Der Grund für den ganzen Auflauf und Aufwand, die Dreharbeiten für die Dokumentation "Lugau City Lights". Die literarische Grundlage ist Alexander Kühnes autobiografischer Roman "Düsterbusch City Lights", in dem er seinem Dorf, Doberlug-Kirchhain und Finsterwalde ein etwas anderes literarisches Denkmal gesetzt hat. Im Mittelpunkt des Romans steht die Organisation eines illegalen Konzerts mit einer "Westband", im Sommer 89. Die Band waren die Waltons und die standen am Samstag wieder in der Urbesetzung auf der Landeibühne. Eine Woche lang wurde in und um Lugau gedreht, immer an Originalschauplätzen und immer mit den Akteuren von damals. Auf diese Dokumentation, die kommendes Jahr fertig sein wird, darf man wirklich gespannt sein.

Die verantwortliche Produzentin, Gwendolin Szyszkowitz-Schwingel, kam aus dem Schwärmen gar nicht mehr raus. "Wir machen das alles hier wirklich in starker Anlehnung an Alexander Kühnes Roman, lassen aber die Fiktion weg und wollen zeigen, wie es wirklich war. Persönlich finde ich das ganz wichtig, denn der Geist lebt noch und hat viele Menschen tief geprägt, wie man heute sieht und wie ich es die ganze Woche über erfahren durfte. Und ich bin von Land und Leuten wirklich stark beeindruckt."

Sichtlich beeindruckt von der Idee und der Atmosphäre zeigten sich auch die Hauptakteure, Jack Palminger alias Jim Bob Walton am Schlagzeug, Andreas Willing alias Jason Walton am Bass und Andreas Willing alias John Boy Walton an der Gitarre. Sie gingen nicht auf die Bühne, sie schritten, griffen sich ihre Instrumente und dann gab es für die Kamera und natürlich für die Gäste immer wieder nur den einen Song, der die Waltons berühmt machte, "Christmas time in Waltons mountains".

Wie vor fast drei Jahrzehnten sprang der Funke sofort über, auch wenn die Umstände gestellt und konstruiert waren. "Es ist wie eine Zeitreise, einfach toll, da bekommt man richtig Gänsehaut", so Bassist Andreas Willing. "Wir waren damals abenteuerlustig, wahrscheinlich etwas naiv, wussten nur, dass es gut wird, und hatten in Alex und seine Gefährten volles Vertrauen." Jack Palminger ergänzte: "In Ostberlin hatten wir schon ein paar illegale Gigs gehabt, aber nie in der Provinz. Es war alles ziemlich surreal und was wir nie vermutet hatten, es war knüppelvoll, als wir auf die Bühne gingen."

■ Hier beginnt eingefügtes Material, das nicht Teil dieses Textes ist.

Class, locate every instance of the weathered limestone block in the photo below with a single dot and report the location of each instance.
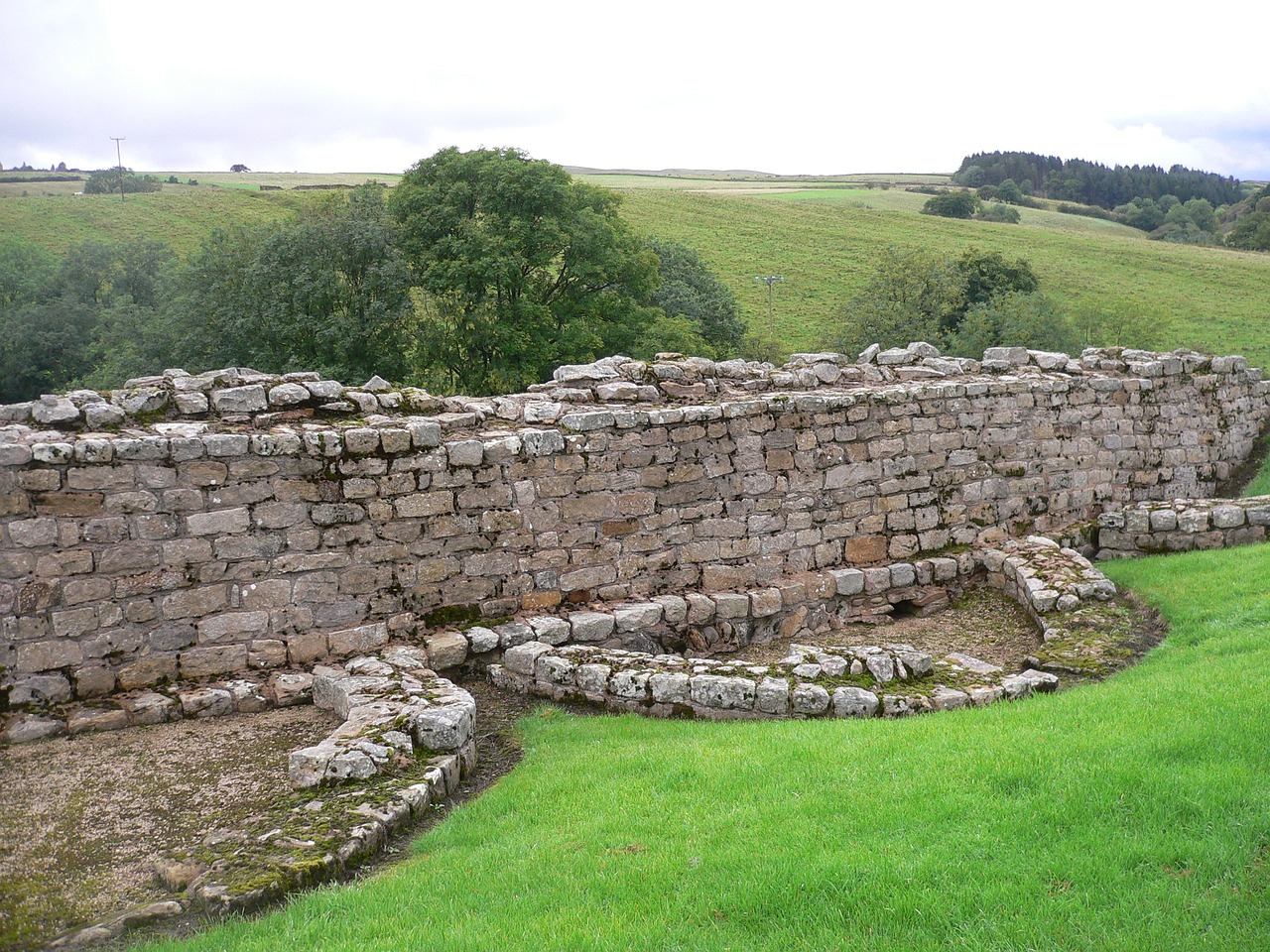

Gedankenversunken und leise in sich hinein lächelnd stand Alexander Kühne am Rand und betrachtete "sein Werk". Auf die Frage, ob der denn zufrieden sei, kam ein kurzes Kopfnicken und ein nachdrückliches: "Natürlich! Voll!". Und so ging es auch den Gästen, zumal sie mit dem Gefühl wieder abreisten, an etwas Ungewöhnlichem teilgenommen zu haben. So wie damals, im Sommer 89.